# correct size of rub for leos



## mattclarke (Jun 13, 2008)

hi guys and girls 

i was just wandering what size rub would be correct to keep 2 adult females long term. And what size, would you say, would be acceptable for a single male ?

many thanks :mf_dribble:


----------



## jackyboy (Apr 8, 2008)

id say a 50 l for 2


----------



## Bantastic (Jul 29, 2008)

id say 50L for 2, how are you going to heat these? i thought most people used ceramic bulbs but wouldnt that melt the tub?


----------



## jackyboy (Apr 8, 2008)

heat mats 

ive not seen many use a caramic for leos


----------



## reptiles_galore (Aug 13, 2008)

was gona say u dont need to use ceramic heater with a leo. 

just a heat mat under the rub


----------



## bexley18 (Mar 16, 2008)

Where can you buy suitable rubs for leo's have looked in Argos and they have some boxes which i guess could be classed as a rub but i wasn't sure?


----------



## Daleos89 (Apr 25, 2008)

Staples.co.uk Your business partner for Office Supplies, furniture and technology.


----------



## Meko (Apr 29, 2007)

bexley18 said:


> Where can you buy suitable rubs for leo's have looked in Argos and they have some boxes which i guess could be classed as a rub but i wasn't sure?


Argos do a 50ltr RUB for 12 quid..

Buy Really Useful Box 50 Litre. at Argos.co.uk - Your Online Shop for .


----------



## sam12345 (Dec 28, 2007)

The thing is with alot of rubs is the capacitiy is measure by how much it can hold liquid wise and not how big the floor space is so you have to look around.
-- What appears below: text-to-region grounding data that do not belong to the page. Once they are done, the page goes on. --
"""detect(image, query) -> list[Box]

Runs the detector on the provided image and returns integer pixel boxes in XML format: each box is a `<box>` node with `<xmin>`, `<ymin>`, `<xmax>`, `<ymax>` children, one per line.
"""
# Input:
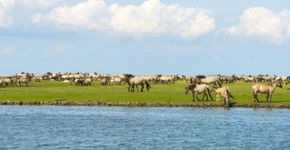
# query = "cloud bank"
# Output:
<box><xmin>228</xmin><ymin>7</ymin><xmax>290</xmax><ymax>43</ymax></box>
<box><xmin>2</xmin><ymin>1</ymin><xmax>290</xmax><ymax>44</ymax></box>
<box><xmin>33</xmin><ymin>0</ymin><xmax>215</xmax><ymax>37</ymax></box>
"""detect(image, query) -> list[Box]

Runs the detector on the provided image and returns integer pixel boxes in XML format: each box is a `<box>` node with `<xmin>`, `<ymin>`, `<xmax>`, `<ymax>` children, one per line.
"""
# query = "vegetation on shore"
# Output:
<box><xmin>0</xmin><ymin>81</ymin><xmax>290</xmax><ymax>107</ymax></box>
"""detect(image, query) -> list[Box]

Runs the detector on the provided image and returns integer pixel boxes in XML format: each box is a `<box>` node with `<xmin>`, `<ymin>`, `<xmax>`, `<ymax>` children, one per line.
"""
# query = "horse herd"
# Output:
<box><xmin>0</xmin><ymin>72</ymin><xmax>289</xmax><ymax>106</ymax></box>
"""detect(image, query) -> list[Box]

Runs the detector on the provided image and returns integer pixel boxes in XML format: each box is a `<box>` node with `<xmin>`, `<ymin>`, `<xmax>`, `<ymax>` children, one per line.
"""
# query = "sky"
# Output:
<box><xmin>0</xmin><ymin>0</ymin><xmax>290</xmax><ymax>75</ymax></box>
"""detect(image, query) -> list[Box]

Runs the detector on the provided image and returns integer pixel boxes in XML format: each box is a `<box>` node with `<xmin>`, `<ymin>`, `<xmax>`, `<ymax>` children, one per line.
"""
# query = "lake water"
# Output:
<box><xmin>0</xmin><ymin>106</ymin><xmax>290</xmax><ymax>149</ymax></box>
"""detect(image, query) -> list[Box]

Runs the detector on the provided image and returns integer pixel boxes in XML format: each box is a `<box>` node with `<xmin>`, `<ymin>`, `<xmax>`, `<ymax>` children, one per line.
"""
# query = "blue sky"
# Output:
<box><xmin>0</xmin><ymin>0</ymin><xmax>290</xmax><ymax>75</ymax></box>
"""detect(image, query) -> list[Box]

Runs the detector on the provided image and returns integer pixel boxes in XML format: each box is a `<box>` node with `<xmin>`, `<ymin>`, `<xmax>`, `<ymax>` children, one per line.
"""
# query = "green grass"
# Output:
<box><xmin>0</xmin><ymin>81</ymin><xmax>290</xmax><ymax>106</ymax></box>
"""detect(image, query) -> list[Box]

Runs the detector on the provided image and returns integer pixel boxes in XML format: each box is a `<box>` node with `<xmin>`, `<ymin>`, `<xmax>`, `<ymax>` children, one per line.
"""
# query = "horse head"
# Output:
<box><xmin>277</xmin><ymin>81</ymin><xmax>283</xmax><ymax>88</ymax></box>
<box><xmin>185</xmin><ymin>83</ymin><xmax>196</xmax><ymax>95</ymax></box>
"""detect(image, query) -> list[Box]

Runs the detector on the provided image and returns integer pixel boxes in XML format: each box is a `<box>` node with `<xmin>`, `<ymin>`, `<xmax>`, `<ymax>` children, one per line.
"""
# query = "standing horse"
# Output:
<box><xmin>185</xmin><ymin>83</ymin><xmax>213</xmax><ymax>101</ymax></box>
<box><xmin>17</xmin><ymin>78</ymin><xmax>29</xmax><ymax>86</ymax></box>
<box><xmin>123</xmin><ymin>74</ymin><xmax>151</xmax><ymax>92</ymax></box>
<box><xmin>252</xmin><ymin>81</ymin><xmax>283</xmax><ymax>103</ymax></box>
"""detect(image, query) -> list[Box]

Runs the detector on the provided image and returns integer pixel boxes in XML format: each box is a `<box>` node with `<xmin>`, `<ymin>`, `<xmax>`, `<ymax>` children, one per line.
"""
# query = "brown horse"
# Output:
<box><xmin>215</xmin><ymin>86</ymin><xmax>234</xmax><ymax>106</ymax></box>
<box><xmin>185</xmin><ymin>83</ymin><xmax>213</xmax><ymax>101</ymax></box>
<box><xmin>252</xmin><ymin>81</ymin><xmax>283</xmax><ymax>103</ymax></box>
<box><xmin>123</xmin><ymin>74</ymin><xmax>151</xmax><ymax>92</ymax></box>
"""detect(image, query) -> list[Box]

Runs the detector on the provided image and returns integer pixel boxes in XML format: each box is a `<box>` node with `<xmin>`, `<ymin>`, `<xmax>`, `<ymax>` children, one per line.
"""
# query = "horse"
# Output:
<box><xmin>285</xmin><ymin>76</ymin><xmax>290</xmax><ymax>85</ymax></box>
<box><xmin>82</xmin><ymin>78</ymin><xmax>92</xmax><ymax>86</ymax></box>
<box><xmin>214</xmin><ymin>86</ymin><xmax>234</xmax><ymax>106</ymax></box>
<box><xmin>74</xmin><ymin>78</ymin><xmax>92</xmax><ymax>86</ymax></box>
<box><xmin>3</xmin><ymin>78</ymin><xmax>12</xmax><ymax>86</ymax></box>
<box><xmin>158</xmin><ymin>76</ymin><xmax>175</xmax><ymax>84</ymax></box>
<box><xmin>191</xmin><ymin>76</ymin><xmax>222</xmax><ymax>89</ymax></box>
<box><xmin>123</xmin><ymin>74</ymin><xmax>151</xmax><ymax>92</ymax></box>
<box><xmin>110</xmin><ymin>77</ymin><xmax>123</xmax><ymax>85</ymax></box>
<box><xmin>74</xmin><ymin>79</ymin><xmax>83</xmax><ymax>86</ymax></box>
<box><xmin>252</xmin><ymin>81</ymin><xmax>283</xmax><ymax>103</ymax></box>
<box><xmin>100</xmin><ymin>78</ymin><xmax>109</xmax><ymax>86</ymax></box>
<box><xmin>17</xmin><ymin>78</ymin><xmax>29</xmax><ymax>86</ymax></box>
<box><xmin>0</xmin><ymin>80</ymin><xmax>7</xmax><ymax>87</ymax></box>
<box><xmin>185</xmin><ymin>83</ymin><xmax>213</xmax><ymax>101</ymax></box>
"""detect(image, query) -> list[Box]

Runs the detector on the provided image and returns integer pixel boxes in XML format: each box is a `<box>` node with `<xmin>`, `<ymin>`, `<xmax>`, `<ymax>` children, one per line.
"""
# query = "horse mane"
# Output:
<box><xmin>189</xmin><ymin>83</ymin><xmax>197</xmax><ymax>89</ymax></box>
<box><xmin>124</xmin><ymin>74</ymin><xmax>134</xmax><ymax>78</ymax></box>
<box><xmin>196</xmin><ymin>75</ymin><xmax>206</xmax><ymax>79</ymax></box>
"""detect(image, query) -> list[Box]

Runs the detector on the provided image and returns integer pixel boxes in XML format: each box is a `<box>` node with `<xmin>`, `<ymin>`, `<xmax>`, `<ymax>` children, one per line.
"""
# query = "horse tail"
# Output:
<box><xmin>206</xmin><ymin>88</ymin><xmax>213</xmax><ymax>100</ymax></box>
<box><xmin>145</xmin><ymin>80</ymin><xmax>151</xmax><ymax>91</ymax></box>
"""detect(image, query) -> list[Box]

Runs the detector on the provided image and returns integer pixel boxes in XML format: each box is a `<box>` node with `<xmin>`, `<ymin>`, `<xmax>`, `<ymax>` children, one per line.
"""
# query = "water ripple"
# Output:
<box><xmin>0</xmin><ymin>106</ymin><xmax>290</xmax><ymax>149</ymax></box>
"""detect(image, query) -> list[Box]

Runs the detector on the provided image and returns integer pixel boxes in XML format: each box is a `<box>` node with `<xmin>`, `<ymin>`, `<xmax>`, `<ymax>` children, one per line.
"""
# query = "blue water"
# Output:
<box><xmin>0</xmin><ymin>106</ymin><xmax>290</xmax><ymax>149</ymax></box>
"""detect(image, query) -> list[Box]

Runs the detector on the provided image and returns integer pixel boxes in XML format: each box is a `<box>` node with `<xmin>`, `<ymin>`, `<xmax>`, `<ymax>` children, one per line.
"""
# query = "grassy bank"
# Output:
<box><xmin>0</xmin><ymin>81</ymin><xmax>290</xmax><ymax>107</ymax></box>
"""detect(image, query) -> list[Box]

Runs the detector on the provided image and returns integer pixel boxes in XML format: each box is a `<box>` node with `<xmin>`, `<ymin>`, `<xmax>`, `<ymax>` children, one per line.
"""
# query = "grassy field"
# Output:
<box><xmin>0</xmin><ymin>80</ymin><xmax>290</xmax><ymax>107</ymax></box>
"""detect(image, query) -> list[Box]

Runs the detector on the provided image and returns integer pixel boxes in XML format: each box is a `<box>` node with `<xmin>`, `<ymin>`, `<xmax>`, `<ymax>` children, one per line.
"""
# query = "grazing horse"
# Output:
<box><xmin>74</xmin><ymin>78</ymin><xmax>92</xmax><ymax>86</ymax></box>
<box><xmin>252</xmin><ymin>81</ymin><xmax>283</xmax><ymax>103</ymax></box>
<box><xmin>124</xmin><ymin>74</ymin><xmax>151</xmax><ymax>92</ymax></box>
<box><xmin>17</xmin><ymin>78</ymin><xmax>29</xmax><ymax>86</ymax></box>
<box><xmin>0</xmin><ymin>80</ymin><xmax>6</xmax><ymax>87</ymax></box>
<box><xmin>185</xmin><ymin>83</ymin><xmax>213</xmax><ymax>101</ymax></box>
<box><xmin>82</xmin><ymin>78</ymin><xmax>92</xmax><ymax>86</ymax></box>
<box><xmin>285</xmin><ymin>76</ymin><xmax>290</xmax><ymax>85</ymax></box>
<box><xmin>3</xmin><ymin>79</ymin><xmax>12</xmax><ymax>86</ymax></box>
<box><xmin>75</xmin><ymin>79</ymin><xmax>83</xmax><ymax>86</ymax></box>
<box><xmin>110</xmin><ymin>77</ymin><xmax>123</xmax><ymax>85</ymax></box>
<box><xmin>215</xmin><ymin>86</ymin><xmax>234</xmax><ymax>106</ymax></box>
<box><xmin>100</xmin><ymin>78</ymin><xmax>109</xmax><ymax>86</ymax></box>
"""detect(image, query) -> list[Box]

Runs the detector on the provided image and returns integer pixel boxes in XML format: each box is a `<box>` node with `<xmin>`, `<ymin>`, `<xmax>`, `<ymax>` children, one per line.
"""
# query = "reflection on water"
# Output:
<box><xmin>0</xmin><ymin>106</ymin><xmax>290</xmax><ymax>149</ymax></box>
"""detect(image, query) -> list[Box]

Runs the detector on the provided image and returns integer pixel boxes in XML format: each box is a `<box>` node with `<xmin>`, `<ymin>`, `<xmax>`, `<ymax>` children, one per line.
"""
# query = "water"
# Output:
<box><xmin>0</xmin><ymin>106</ymin><xmax>290</xmax><ymax>150</ymax></box>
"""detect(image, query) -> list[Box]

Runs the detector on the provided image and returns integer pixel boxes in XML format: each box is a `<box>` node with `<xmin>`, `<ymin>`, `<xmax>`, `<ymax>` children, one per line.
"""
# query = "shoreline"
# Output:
<box><xmin>1</xmin><ymin>101</ymin><xmax>290</xmax><ymax>108</ymax></box>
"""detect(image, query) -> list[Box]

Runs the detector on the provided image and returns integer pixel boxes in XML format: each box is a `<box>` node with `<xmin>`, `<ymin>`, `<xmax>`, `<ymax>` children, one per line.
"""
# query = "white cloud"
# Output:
<box><xmin>33</xmin><ymin>0</ymin><xmax>215</xmax><ymax>37</ymax></box>
<box><xmin>0</xmin><ymin>0</ymin><xmax>15</xmax><ymax>8</ymax></box>
<box><xmin>0</xmin><ymin>46</ymin><xmax>17</xmax><ymax>55</ymax></box>
<box><xmin>0</xmin><ymin>0</ymin><xmax>14</xmax><ymax>27</ymax></box>
<box><xmin>228</xmin><ymin>7</ymin><xmax>290</xmax><ymax>43</ymax></box>
<box><xmin>22</xmin><ymin>0</ymin><xmax>62</xmax><ymax>9</ymax></box>
<box><xmin>0</xmin><ymin>0</ymin><xmax>65</xmax><ymax>27</ymax></box>
<box><xmin>0</xmin><ymin>8</ymin><xmax>9</xmax><ymax>27</ymax></box>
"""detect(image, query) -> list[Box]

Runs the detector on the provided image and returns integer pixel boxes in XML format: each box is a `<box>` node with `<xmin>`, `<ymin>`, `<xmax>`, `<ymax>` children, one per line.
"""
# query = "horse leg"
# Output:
<box><xmin>253</xmin><ymin>93</ymin><xmax>258</xmax><ymax>103</ymax></box>
<box><xmin>224</xmin><ymin>97</ymin><xmax>230</xmax><ymax>106</ymax></box>
<box><xmin>131</xmin><ymin>84</ymin><xmax>135</xmax><ymax>92</ymax></box>
<box><xmin>266</xmin><ymin>93</ymin><xmax>269</xmax><ymax>103</ymax></box>
<box><xmin>196</xmin><ymin>93</ymin><xmax>201</xmax><ymax>101</ymax></box>
<box><xmin>127</xmin><ymin>83</ymin><xmax>131</xmax><ymax>92</ymax></box>
<box><xmin>140</xmin><ymin>84</ymin><xmax>144</xmax><ymax>92</ymax></box>
<box><xmin>207</xmin><ymin>89</ymin><xmax>213</xmax><ymax>101</ymax></box>
<box><xmin>269</xmin><ymin>93</ymin><xmax>273</xmax><ymax>103</ymax></box>
<box><xmin>132</xmin><ymin>84</ymin><xmax>136</xmax><ymax>92</ymax></box>
<box><xmin>192</xmin><ymin>92</ymin><xmax>195</xmax><ymax>102</ymax></box>
<box><xmin>204</xmin><ymin>93</ymin><xmax>209</xmax><ymax>101</ymax></box>
<box><xmin>253</xmin><ymin>91</ymin><xmax>258</xmax><ymax>103</ymax></box>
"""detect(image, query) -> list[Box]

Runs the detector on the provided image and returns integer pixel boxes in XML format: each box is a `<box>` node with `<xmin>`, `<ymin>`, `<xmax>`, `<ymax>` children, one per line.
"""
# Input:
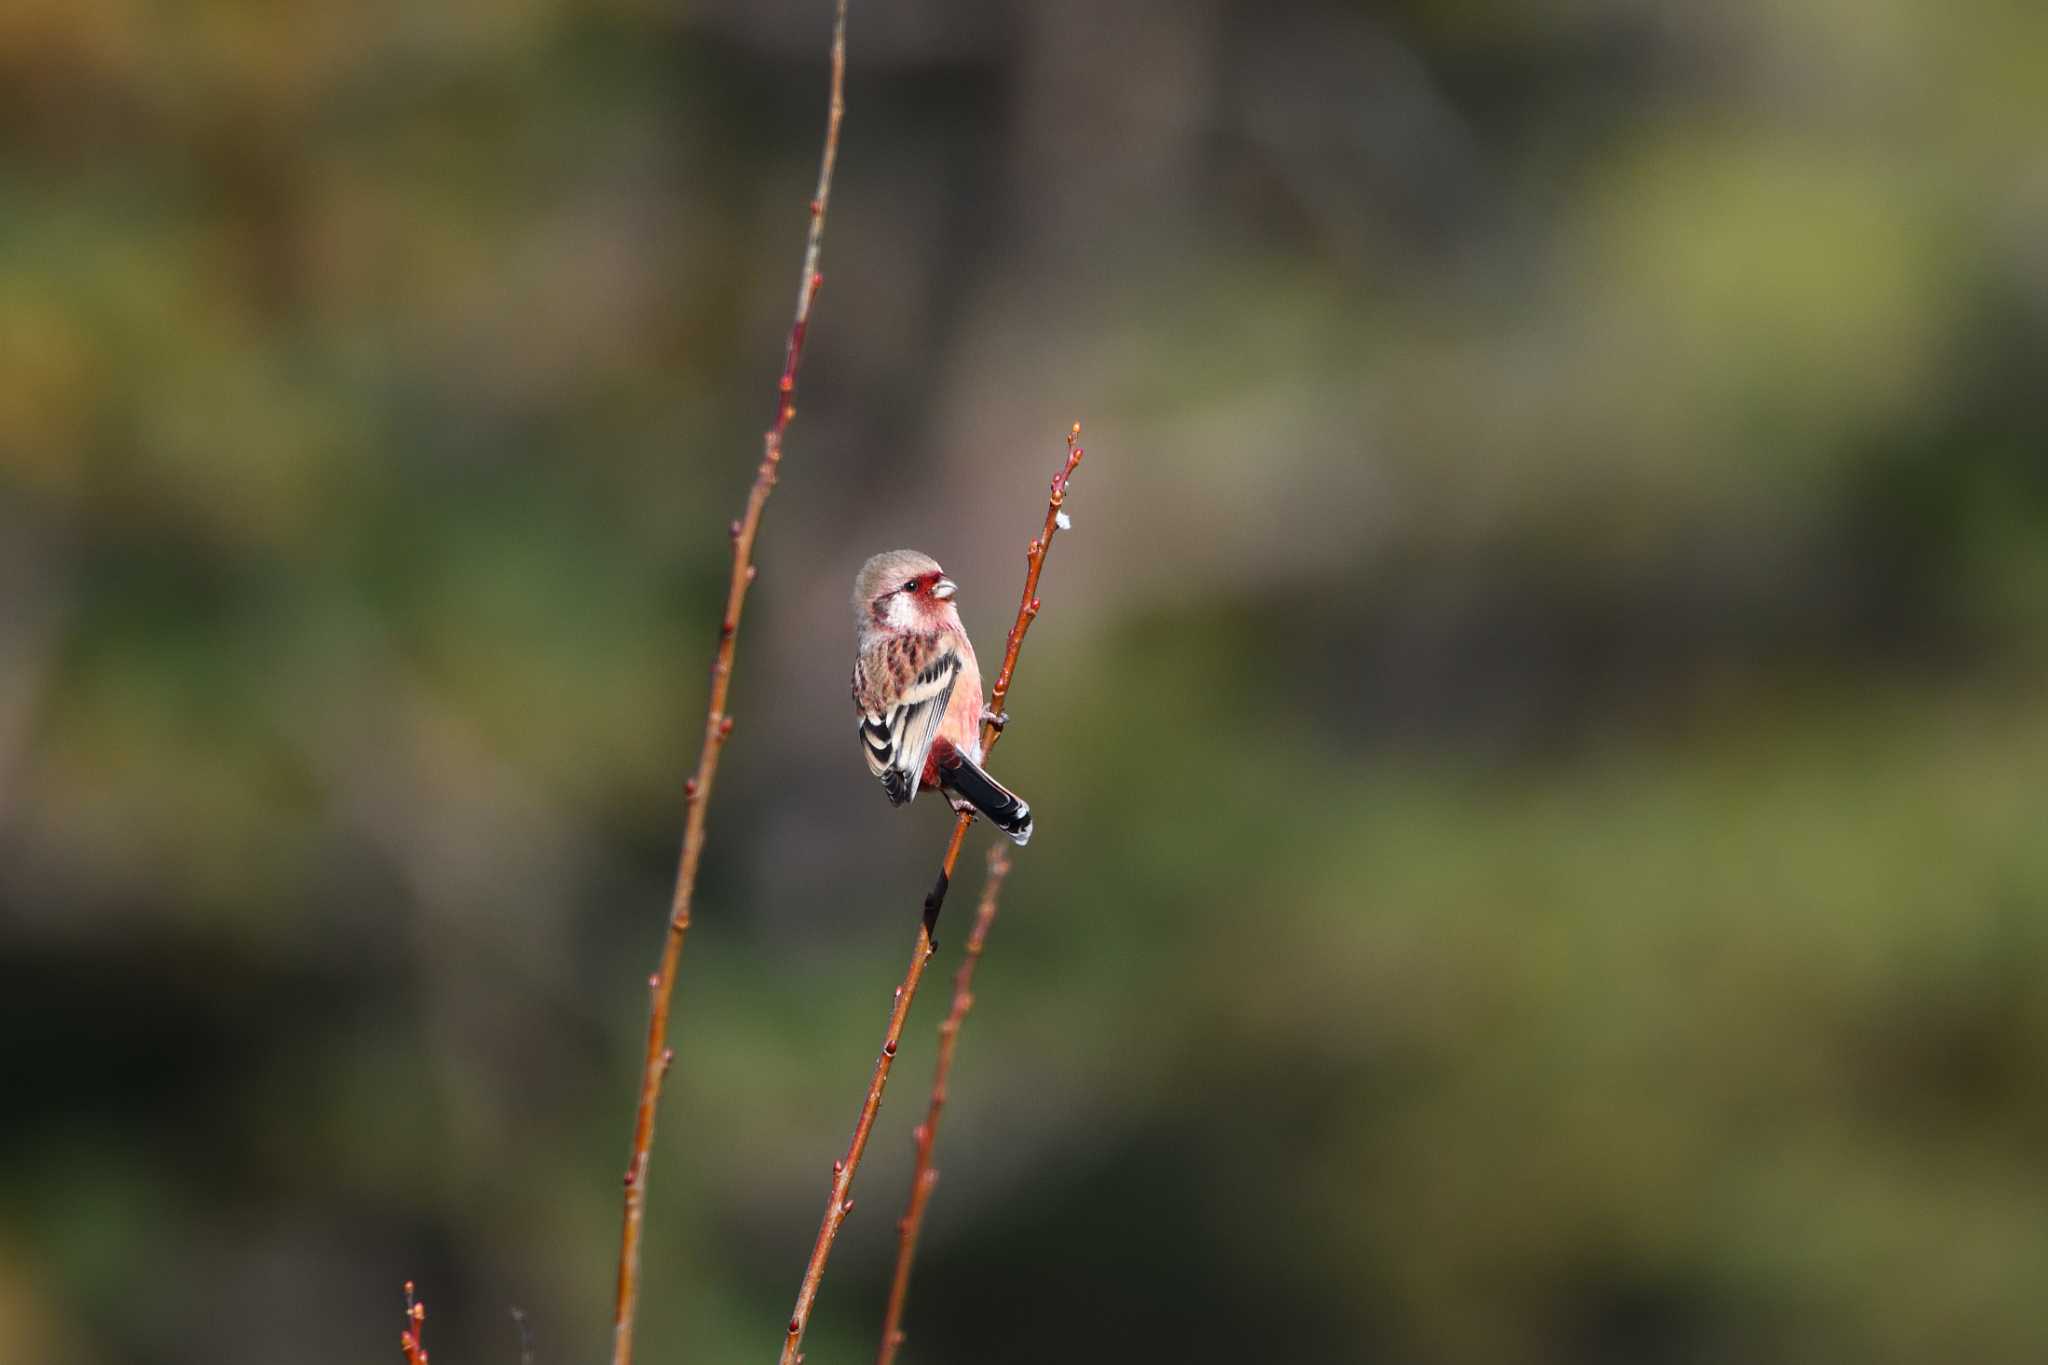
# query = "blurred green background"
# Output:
<box><xmin>4</xmin><ymin>1</ymin><xmax>2048</xmax><ymax>1362</ymax></box>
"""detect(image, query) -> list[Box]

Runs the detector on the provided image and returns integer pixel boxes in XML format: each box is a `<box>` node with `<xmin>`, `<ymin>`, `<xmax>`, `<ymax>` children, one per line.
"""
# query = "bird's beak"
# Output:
<box><xmin>932</xmin><ymin>577</ymin><xmax>957</xmax><ymax>601</ymax></box>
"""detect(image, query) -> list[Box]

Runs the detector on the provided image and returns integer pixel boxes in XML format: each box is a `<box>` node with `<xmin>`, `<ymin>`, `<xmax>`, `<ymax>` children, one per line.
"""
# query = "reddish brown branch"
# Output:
<box><xmin>778</xmin><ymin>425</ymin><xmax>1086</xmax><ymax>1365</ymax></box>
<box><xmin>610</xmin><ymin>5</ymin><xmax>848</xmax><ymax>1365</ymax></box>
<box><xmin>400</xmin><ymin>1282</ymin><xmax>428</xmax><ymax>1365</ymax></box>
<box><xmin>876</xmin><ymin>842</ymin><xmax>1012</xmax><ymax>1365</ymax></box>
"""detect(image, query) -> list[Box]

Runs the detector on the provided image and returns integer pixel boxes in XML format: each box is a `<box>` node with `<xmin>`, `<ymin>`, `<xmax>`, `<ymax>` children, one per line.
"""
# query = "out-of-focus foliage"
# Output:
<box><xmin>3</xmin><ymin>1</ymin><xmax>2046</xmax><ymax>1362</ymax></box>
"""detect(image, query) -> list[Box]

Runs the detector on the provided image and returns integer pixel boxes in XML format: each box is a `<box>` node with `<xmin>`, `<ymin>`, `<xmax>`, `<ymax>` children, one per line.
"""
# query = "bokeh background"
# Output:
<box><xmin>5</xmin><ymin>1</ymin><xmax>2048</xmax><ymax>1361</ymax></box>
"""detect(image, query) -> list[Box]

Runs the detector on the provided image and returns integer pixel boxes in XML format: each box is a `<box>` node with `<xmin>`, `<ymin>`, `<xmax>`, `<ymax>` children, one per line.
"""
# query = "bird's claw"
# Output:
<box><xmin>982</xmin><ymin>706</ymin><xmax>1008</xmax><ymax>732</ymax></box>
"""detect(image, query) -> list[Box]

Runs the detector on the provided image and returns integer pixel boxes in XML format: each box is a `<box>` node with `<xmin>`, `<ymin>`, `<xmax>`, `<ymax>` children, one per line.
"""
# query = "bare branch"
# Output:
<box><xmin>876</xmin><ymin>842</ymin><xmax>1013</xmax><ymax>1365</ymax></box>
<box><xmin>778</xmin><ymin>425</ymin><xmax>1087</xmax><ymax>1365</ymax></box>
<box><xmin>610</xmin><ymin>5</ymin><xmax>850</xmax><ymax>1364</ymax></box>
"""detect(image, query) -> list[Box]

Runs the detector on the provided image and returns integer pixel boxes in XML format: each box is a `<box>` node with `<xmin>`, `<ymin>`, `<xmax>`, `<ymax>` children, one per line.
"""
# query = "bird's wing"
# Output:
<box><xmin>853</xmin><ymin>635</ymin><xmax>961</xmax><ymax>806</ymax></box>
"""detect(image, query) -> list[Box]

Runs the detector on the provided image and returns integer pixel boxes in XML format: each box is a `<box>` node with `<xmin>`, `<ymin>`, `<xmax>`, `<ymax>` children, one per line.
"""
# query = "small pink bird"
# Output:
<box><xmin>851</xmin><ymin>549</ymin><xmax>1033</xmax><ymax>844</ymax></box>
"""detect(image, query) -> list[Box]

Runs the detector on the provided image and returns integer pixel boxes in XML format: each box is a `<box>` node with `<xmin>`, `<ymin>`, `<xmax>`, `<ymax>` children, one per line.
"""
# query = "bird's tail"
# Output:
<box><xmin>936</xmin><ymin>750</ymin><xmax>1033</xmax><ymax>845</ymax></box>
I find wilkos 35ltr clear RUB's are good for 1/2 adult leos as they have a floor space of over 2x1ft.3


----------



## paddy (Oct 3, 2008)

:2thumb: these look good they are from asda and are nice and affordable
ASDA direct | Flip Lid Storage Box - Clear Lid | Food Storage

what do you think ?

65l for £7.50

:notworthy::notworthy:


----------